5. For more on the complex dynamics, including shared tactical interest and divergent ideology, within the US-SDF partnership, see (Knights and van Wilgenburg Citation2021).

6. The preamble of the Social Contract, the Self Administration’s foundational document (discussed further below), clearly states its respect for Syria’s established national borders.

7. This was first adopted for the three cantons of Afrin, Kobani and Jazira in 2014 as the Charter of the social contract in Rojava (Syria) https://pydrojava.org/%D9%85%D9%8A%D8%AB%D8%A7%D9%82-%D8%A7%D9%84%D8%B9%D9%82%D8%AF-%D8%A7%D9%84%D8%A7%D8%AC%D8%AA%D9%85%D8%A7%D8%B9%D9%8A. It has since been updated, most recently in December 2023.

8. This translation, and that of all legal texts referenced in this article, is the author’s own unless otherwise stated.

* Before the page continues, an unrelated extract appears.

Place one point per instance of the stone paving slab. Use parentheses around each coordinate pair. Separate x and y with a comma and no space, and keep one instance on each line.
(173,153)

9. It should be noted that, despite these positive steps, stateless Kurds in the Self Administration areas are still sometimes unable to access money transfers (hawala payments) and may be excluded from subsidised food and winter fuel programmes as in practice staff responsible for such transactions/distributions often ask for presentation of Syrian government documents (Author interview with Kurdish journalist, January 2024).

10. All males unless otherwise exempt between the ages of 18 and 30 are required to serve in the Self Defense Forces. Exemption conditions and period of mandatory service have varied over the years (partly due to military expediency), yet broadly speaking it is necessary to serve for at least a year.

11. The Law of the Communal Living Contract was issued on 20 February 2014 by the Municipalities Development Centre in cooperation with the Women’s Council, and entered into force on 5 March 2014. It has since been standardised across all territories under Self Administration rule. ‘Communal Living’ is the rough translation for al-hayat al-nadiya al-mushtaraka, which is an integral part of the philosophy underpinning the Self Administration’s approach to social affairs.